Before I wrap this up, I need to emphasize how many people report autoimmune diseases like Sjogren’s syndrome or unspecified connective tissue disorders. There is data that autoimmune disorder may develop with Long Covid or potentially were there all along without a diagnosis (here and here and here). Michelle has this longstanding diagnosis, and the believes that clinicians who are not reading her chart closely or do not know her full history believe her symptoms are psychosomatic. She had a recent rheumatologist who didn’t even report her new physical symptoms and only wrote “many physical complaints.” This is another way to suggest hysteria. Not everyone is armed with the knowledge and training that Michelle carries with her and even still her fight for legitimacy is long, expensive, and tiring.
In conclusion, I wanted to follow up with Michelle’s concern that some physicians reading this might become defensive of the doctors in their own specialty for cultural issues and wanting to supporting others in their field. I do not mean to, in highlighting this story, contribute to what Michelle is concerned with: perceiving the negative comments about some doctors but positive comments about some others as a defense mechanism called “splitting”. In part, she was concerned that clinicians might perceive her to have some sort of personality disorder in which she can only see good or bad in a particular person at one time, and cannot cognitively accept that there are good things and bad things in any person.
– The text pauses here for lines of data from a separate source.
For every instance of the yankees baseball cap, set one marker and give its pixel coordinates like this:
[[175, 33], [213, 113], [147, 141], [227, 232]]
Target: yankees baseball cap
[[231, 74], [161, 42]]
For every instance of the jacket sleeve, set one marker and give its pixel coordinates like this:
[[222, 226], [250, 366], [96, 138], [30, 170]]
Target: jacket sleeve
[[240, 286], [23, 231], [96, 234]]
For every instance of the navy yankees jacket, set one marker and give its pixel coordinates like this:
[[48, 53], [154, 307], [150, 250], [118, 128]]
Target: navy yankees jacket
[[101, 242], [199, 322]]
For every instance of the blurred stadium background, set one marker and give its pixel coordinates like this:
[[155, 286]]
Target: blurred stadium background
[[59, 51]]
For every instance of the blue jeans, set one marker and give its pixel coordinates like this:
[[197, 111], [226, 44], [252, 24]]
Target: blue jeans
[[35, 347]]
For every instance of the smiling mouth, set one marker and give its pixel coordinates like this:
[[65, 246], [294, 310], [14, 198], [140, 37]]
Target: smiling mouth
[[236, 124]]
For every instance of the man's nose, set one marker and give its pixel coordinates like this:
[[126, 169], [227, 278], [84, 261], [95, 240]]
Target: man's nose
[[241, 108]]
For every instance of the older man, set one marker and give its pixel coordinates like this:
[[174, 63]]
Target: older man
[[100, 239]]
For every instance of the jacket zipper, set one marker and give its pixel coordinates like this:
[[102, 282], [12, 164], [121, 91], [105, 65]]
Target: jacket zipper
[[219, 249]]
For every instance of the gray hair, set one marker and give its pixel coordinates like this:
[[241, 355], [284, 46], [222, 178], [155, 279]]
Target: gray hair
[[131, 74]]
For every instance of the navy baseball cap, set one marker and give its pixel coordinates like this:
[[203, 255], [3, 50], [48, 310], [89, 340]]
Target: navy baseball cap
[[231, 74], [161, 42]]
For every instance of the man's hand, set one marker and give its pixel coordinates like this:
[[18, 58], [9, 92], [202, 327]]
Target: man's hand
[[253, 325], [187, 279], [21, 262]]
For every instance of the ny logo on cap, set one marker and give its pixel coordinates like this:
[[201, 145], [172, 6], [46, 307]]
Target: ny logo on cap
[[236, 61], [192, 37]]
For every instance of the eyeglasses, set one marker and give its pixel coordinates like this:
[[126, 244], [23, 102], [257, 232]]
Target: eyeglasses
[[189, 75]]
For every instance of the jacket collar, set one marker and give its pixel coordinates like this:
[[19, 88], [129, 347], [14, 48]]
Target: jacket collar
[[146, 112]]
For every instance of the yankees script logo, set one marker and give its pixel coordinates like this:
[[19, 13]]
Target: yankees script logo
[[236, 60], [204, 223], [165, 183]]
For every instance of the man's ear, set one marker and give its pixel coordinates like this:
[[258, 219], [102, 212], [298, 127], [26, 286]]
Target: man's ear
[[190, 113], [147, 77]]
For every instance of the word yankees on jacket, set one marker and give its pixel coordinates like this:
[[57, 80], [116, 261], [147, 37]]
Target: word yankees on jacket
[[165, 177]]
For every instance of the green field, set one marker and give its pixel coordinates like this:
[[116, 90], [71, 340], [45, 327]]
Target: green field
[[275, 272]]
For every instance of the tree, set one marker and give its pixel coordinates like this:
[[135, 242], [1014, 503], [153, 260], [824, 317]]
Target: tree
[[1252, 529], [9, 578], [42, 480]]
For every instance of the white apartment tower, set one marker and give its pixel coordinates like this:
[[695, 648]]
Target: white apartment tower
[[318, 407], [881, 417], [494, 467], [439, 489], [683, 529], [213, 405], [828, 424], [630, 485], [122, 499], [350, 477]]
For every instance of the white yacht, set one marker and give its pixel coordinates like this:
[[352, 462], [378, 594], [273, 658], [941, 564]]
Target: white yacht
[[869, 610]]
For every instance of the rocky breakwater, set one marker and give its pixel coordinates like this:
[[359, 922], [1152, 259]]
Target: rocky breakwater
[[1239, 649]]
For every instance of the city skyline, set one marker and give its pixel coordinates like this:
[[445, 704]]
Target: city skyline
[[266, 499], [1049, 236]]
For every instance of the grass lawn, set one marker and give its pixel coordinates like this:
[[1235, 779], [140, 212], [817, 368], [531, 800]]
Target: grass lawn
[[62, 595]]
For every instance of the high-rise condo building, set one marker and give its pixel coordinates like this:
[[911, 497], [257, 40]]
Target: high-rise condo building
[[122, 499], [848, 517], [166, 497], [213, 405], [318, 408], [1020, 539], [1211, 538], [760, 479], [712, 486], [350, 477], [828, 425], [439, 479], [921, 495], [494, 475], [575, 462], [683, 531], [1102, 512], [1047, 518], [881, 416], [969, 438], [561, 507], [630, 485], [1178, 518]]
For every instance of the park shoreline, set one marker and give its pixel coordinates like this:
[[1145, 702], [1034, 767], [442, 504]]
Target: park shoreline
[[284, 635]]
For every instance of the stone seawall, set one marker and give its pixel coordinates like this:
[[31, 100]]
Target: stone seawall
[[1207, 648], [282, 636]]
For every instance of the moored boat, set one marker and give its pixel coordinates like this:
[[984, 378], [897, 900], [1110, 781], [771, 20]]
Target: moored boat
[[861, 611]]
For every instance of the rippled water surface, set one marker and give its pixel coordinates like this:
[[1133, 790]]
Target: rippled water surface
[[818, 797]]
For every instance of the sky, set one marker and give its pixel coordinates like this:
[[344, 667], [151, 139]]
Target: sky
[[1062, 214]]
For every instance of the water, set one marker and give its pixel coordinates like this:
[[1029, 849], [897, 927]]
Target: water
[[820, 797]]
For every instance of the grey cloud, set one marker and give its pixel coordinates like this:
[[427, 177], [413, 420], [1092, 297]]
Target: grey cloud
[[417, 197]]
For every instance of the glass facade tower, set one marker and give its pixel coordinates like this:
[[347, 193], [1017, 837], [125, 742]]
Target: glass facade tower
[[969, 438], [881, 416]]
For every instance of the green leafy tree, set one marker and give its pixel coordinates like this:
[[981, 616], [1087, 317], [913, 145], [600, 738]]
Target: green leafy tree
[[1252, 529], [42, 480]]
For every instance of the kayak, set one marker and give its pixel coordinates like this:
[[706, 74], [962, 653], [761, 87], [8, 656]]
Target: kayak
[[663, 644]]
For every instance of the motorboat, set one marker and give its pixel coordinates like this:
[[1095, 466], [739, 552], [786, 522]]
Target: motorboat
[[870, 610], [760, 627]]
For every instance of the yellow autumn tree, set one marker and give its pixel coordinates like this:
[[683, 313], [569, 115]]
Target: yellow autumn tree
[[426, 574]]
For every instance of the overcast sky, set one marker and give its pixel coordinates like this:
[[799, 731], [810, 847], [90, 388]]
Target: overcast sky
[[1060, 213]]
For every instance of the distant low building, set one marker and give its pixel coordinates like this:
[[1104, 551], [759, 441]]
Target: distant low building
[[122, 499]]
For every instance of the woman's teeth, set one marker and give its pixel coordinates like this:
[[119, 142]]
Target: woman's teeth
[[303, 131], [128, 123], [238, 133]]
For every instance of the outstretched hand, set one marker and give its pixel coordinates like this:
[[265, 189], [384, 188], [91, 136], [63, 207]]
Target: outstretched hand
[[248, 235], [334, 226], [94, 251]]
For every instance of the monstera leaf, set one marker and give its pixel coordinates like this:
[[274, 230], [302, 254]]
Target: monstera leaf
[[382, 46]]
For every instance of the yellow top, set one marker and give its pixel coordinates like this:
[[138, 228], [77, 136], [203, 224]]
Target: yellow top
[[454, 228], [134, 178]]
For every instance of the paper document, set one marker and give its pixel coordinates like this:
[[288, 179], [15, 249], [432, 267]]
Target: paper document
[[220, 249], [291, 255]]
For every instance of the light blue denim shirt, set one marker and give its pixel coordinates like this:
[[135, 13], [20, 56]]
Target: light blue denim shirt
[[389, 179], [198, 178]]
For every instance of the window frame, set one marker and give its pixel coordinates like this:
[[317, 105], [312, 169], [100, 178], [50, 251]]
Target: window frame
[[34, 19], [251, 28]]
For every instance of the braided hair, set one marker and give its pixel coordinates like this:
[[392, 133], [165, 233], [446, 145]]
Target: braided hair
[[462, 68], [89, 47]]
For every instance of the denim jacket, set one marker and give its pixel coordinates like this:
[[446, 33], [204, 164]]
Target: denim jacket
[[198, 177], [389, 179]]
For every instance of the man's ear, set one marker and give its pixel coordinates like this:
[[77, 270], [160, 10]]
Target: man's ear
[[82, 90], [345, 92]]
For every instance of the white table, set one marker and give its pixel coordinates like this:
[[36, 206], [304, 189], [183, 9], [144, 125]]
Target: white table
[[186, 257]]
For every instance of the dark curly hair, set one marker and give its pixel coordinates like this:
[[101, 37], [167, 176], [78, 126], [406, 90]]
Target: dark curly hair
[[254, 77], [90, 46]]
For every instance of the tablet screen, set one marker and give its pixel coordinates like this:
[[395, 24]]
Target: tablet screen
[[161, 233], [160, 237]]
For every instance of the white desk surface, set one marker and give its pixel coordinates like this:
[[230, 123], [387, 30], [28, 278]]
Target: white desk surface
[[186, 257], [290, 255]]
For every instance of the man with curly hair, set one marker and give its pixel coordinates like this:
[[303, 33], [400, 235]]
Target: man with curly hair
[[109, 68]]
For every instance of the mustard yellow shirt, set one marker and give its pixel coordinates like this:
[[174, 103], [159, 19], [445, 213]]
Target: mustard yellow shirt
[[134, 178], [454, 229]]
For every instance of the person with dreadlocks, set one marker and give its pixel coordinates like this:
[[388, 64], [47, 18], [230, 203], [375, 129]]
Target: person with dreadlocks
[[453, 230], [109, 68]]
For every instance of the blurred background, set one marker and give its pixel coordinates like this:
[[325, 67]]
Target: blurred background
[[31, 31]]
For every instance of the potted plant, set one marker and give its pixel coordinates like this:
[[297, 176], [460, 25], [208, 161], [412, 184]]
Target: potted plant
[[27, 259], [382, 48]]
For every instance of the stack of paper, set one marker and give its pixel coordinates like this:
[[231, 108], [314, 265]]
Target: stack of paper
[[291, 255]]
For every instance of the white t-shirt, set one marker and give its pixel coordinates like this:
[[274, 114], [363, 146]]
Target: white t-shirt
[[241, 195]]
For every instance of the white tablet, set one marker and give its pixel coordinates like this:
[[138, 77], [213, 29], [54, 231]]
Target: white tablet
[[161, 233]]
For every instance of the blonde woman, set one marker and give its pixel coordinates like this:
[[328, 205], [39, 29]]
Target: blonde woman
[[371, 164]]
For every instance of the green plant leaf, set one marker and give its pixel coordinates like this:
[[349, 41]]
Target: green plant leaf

This is not the case at all. This critique of clinical care is not about the doctors but rather about the system. Few clinicians are trained to look for, diagnose, or care for people with complex chronic conditions, and particularly those conditions that are attenuated by the relatively new SARS-CoV-2. Michelle is concerned that some clinicians think too much “in the box”, working in a formulaic manner to assess for common disorders they are accustomed to evaluating, diagnosing, and treating and then seem offended if a patient (even a physician patient, like her) suggests they may be missing something. In part, physicians become frustrated because many people are working from the perspective of “Dr. Google”—which is generally not the case with the people living with complex chronic conditions who I have met. In fact, their depth of knowledge and research is impressive and uniquely related to their individual case. It also may be, in the case of Michelle’s primary care provider, who was a nurse practitioner, that she felt patients might not respect her expertise because she’s not an MD (despite her substantial subspecialty experience in treating rheumatic diseases). Even more, it might be that one or more of the neurologists have been sued after giving a functional neurological diagnosis because the patient disagreed, and therefore they have multiple documented opinions to help protect themselves. This is indeed a problem with the extraordinary litigation associated with medicine that makes most clinicians shudder.
Regardless, it’s tricky to care for people with uncommon and complex chronic conditions. Amplifying what these experiences look like and providing opportunities for clinicians to engage with, diagnose, and care for such conditions is important. The need for diagnosing is essential for people who need disability because they can no longer work. It can be so difficult to keep a job, let alone keep your house, family, and friends, when your physical and emotional selves have been turned upside down.